Overall, Gradient Boosting stood out as the most accurate model for this task. Despite the similarity in ROC AUC scores across the models, I considered the balance between all metrics. Gradient Boosting showed the best balance, with the highest scores in Precision, Recall, and F1 Score, indicating its strength in both classifying correctly and maintaining a balance between false positives and false negatives. This balance is crucial for models where both types of errors carry significant weight, such as predicting school grades.

  • Accuracy: Approximately 77.4%, which signifies the proportion of total correct predictions made out of all predictions.

  • ROC AUC: About 93.9%, reflecting the model's ability to distinguish between the classes across different thresholds.

  • Precision: Roughly 77.5%, indicating the model's accuracy when predicting a positive class.

  • Recall: Also about 77.4%, showing the model's capability to identify all actual positives.

  • F1 Score: Approximately 77.3%, which is a harmonic mean of Precision and Recall, providing a single score to measure the model's accuracy.

Gradient Boosting Results

Using the Gradient Boosting algorithm, I did a chart of the top 10 features.

Gradient Boosting top 10 features

Top 10 Features

  1. Overall Success Rate for All Students (Feature importance: 42.91%): This is the most significant predictor, indicating that the overall success rate is strongly associated with the school's letter grade.

  2. Growth in Numeracy Score (14.49%): The second most important feature, which suggests that improvements in numeracy significantly influence the grade.

  3. Growth in ELA and Math Score for ED (6.98%): The progress in English Language Arts and Mathematics for economically disadvantaged students is also a key indicator.

  4. Growth in Science Score (6.40%): Science score growth is another substantial factor.

  5. Growth in Literacy Score (5.68%): Literacy improvements are crucial, although less so than numeracy.

  6. Growth in ELA and Math Score for BHN (5.43%): The growth in ELA and Math for Black, Hispanic, and Native American students is also a notable predictor.

  7. Growth in Social Studies Score (4.39%): This shows a moderate influence on the grade.

  8. Percentage of Economically Disadvantaged Students (2.76%): While this has a smaller weight, it's still a relevant feature.

  9. Percentage of Students with Disabilities (1.93%): This has a lesser impact but is part of the top 10 features.

  10. Overall Success Rate for ED (1.52%): The overall success rate for economically disadvantaged students rounds out the top 10 features.

Conclusions

It turned out to be a happy accident that I ran the logistic regression first because it allows me to look at the coefficients for features for individual grades before I looked at them as coefficients to predict any grade. Doing this really shows that the beyond common sense that overall success rate is going to determine the letter grade, how ED students score on their ELA and math growth score and how BHN students score on their ELA and math growth scores influences the scores. Additionally, how students scored in science and social studies, two subjects no longer included in federal accountability, were also important to the overall letter-grade score. It will be interesting to look at how these coefficients differ when looking at federal accountability that takes improvement and subgroup performance into account when assignment a school score.

Disclaimer

Keep in mind that these scores are literally from one test for each subject and both achievement and growth scores were derived from the one test. This is not the most accurate measure of a student’s knowledge even if that is what is used for accountability for political expediency and not for actually data reliability.
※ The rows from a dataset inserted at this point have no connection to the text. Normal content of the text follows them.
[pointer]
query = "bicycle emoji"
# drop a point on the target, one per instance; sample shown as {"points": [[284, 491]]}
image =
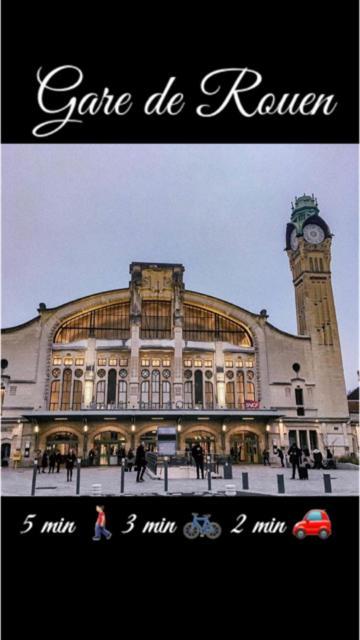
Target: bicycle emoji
{"points": [[201, 526]]}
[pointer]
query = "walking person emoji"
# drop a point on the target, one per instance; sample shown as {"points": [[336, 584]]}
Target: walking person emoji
{"points": [[100, 525]]}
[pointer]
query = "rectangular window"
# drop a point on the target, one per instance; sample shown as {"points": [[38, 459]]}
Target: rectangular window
{"points": [[230, 395], [299, 396], [313, 440], [188, 395], [77, 393], [303, 440], [55, 395]]}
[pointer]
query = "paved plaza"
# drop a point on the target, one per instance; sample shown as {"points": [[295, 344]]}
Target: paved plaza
{"points": [[182, 480]]}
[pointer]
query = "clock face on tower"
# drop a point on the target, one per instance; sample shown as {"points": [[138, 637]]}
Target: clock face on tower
{"points": [[294, 242], [313, 233]]}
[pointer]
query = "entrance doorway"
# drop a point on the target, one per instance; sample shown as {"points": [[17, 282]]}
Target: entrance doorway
{"points": [[244, 448], [207, 441], [109, 448], [62, 441], [149, 440], [5, 453]]}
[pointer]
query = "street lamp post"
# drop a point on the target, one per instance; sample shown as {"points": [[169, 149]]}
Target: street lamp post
{"points": [[36, 431], [78, 476]]}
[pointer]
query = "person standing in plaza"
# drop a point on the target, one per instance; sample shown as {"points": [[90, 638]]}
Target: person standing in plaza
{"points": [[281, 456], [39, 460], [197, 453], [100, 525], [140, 463], [44, 461], [58, 461], [52, 460], [130, 459], [294, 454], [69, 463]]}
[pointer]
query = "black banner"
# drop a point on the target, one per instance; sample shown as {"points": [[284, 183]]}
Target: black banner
{"points": [[271, 73]]}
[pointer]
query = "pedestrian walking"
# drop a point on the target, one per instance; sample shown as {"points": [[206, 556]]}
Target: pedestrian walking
{"points": [[44, 462], [294, 454], [69, 463], [100, 525], [197, 453], [58, 460], [140, 463], [39, 460], [130, 459], [281, 456], [52, 460]]}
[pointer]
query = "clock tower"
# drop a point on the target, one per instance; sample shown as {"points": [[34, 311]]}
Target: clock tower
{"points": [[308, 245]]}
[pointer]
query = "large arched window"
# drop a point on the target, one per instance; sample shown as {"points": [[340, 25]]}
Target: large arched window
{"points": [[207, 326], [155, 319], [122, 394], [188, 395], [111, 395], [55, 395], [100, 394], [199, 393], [240, 390], [230, 395], [166, 389], [155, 389], [250, 391], [144, 394], [109, 322], [77, 394], [66, 390], [209, 400]]}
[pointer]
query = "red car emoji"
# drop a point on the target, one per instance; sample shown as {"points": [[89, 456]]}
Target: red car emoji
{"points": [[315, 523]]}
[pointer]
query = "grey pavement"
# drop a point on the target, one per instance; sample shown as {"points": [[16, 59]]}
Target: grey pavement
{"points": [[262, 480]]}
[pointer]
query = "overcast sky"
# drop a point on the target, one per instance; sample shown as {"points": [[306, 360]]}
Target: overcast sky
{"points": [[75, 216]]}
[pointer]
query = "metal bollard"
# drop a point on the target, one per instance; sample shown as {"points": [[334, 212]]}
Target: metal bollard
{"points": [[33, 484], [166, 481], [245, 479], [327, 483], [96, 490], [281, 483], [122, 482], [78, 476], [208, 459]]}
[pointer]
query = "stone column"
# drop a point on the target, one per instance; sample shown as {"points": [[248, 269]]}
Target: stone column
{"points": [[134, 391], [220, 375], [89, 378], [178, 369]]}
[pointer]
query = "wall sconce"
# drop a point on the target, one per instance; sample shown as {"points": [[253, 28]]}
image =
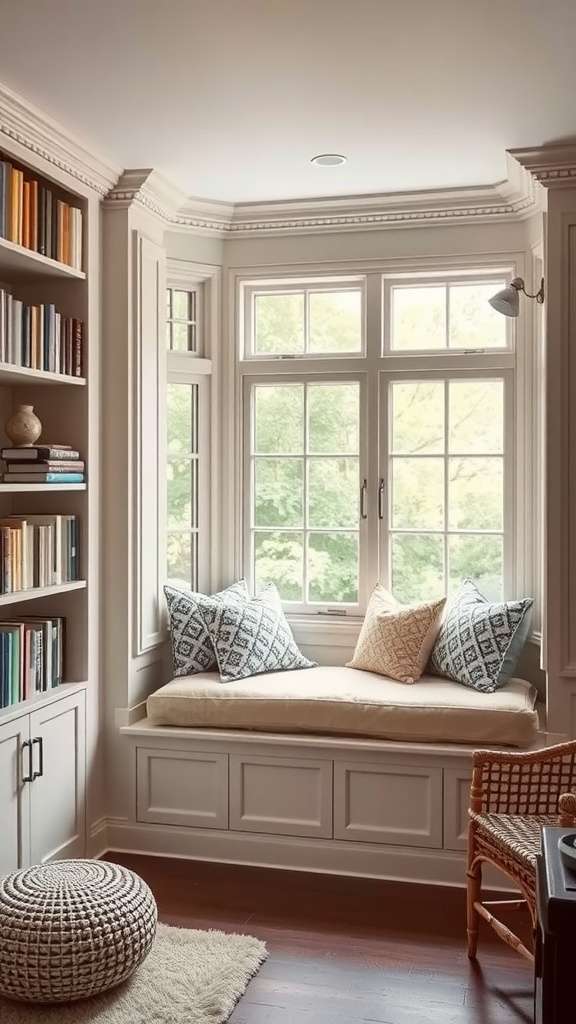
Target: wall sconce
{"points": [[507, 301]]}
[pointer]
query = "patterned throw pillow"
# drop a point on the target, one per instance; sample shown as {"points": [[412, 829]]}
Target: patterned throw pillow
{"points": [[192, 646], [396, 640], [252, 637], [480, 641]]}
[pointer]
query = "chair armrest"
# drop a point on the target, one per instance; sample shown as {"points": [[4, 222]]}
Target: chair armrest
{"points": [[523, 782], [567, 810]]}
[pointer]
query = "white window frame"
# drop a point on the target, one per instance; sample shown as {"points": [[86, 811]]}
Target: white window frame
{"points": [[199, 368], [521, 572]]}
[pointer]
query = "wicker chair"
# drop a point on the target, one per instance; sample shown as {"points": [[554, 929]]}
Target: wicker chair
{"points": [[512, 795]]}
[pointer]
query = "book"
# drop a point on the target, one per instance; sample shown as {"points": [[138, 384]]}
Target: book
{"points": [[45, 477], [46, 466], [40, 453]]}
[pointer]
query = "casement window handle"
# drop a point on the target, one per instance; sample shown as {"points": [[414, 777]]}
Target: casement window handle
{"points": [[364, 500], [27, 744], [381, 489], [40, 772]]}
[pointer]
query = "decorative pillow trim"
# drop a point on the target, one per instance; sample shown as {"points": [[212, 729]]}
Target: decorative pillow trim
{"points": [[252, 637], [396, 640], [480, 641], [192, 645]]}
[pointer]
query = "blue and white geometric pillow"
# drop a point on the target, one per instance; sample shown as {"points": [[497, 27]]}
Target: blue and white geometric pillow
{"points": [[480, 641], [252, 637], [192, 645]]}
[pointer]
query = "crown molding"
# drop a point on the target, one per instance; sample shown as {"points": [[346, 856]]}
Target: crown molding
{"points": [[39, 134], [553, 166], [515, 199], [151, 189]]}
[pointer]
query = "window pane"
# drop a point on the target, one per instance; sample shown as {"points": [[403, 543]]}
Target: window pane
{"points": [[333, 418], [474, 324], [182, 558], [476, 494], [335, 322], [333, 565], [181, 418], [279, 324], [417, 567], [477, 417], [478, 558], [333, 493], [417, 494], [181, 338], [418, 316], [417, 417], [278, 493], [181, 305], [181, 487], [279, 419], [279, 559]]}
Finally, this or any other analysis isn’t a substitution for doing the right things for students. Building relationships with students, teaching the things that matter in every subject, and helping students develop a love and desire for learning are always going to produce the best results for students no matter what scoring apparatus is used. As The Fox said in the Little Prince: “On ne voit bien qu’avec le coeur; l’essentiel est invisible pour les yeux.”

I had ChatGPT check this for errors and make some writing suggestions.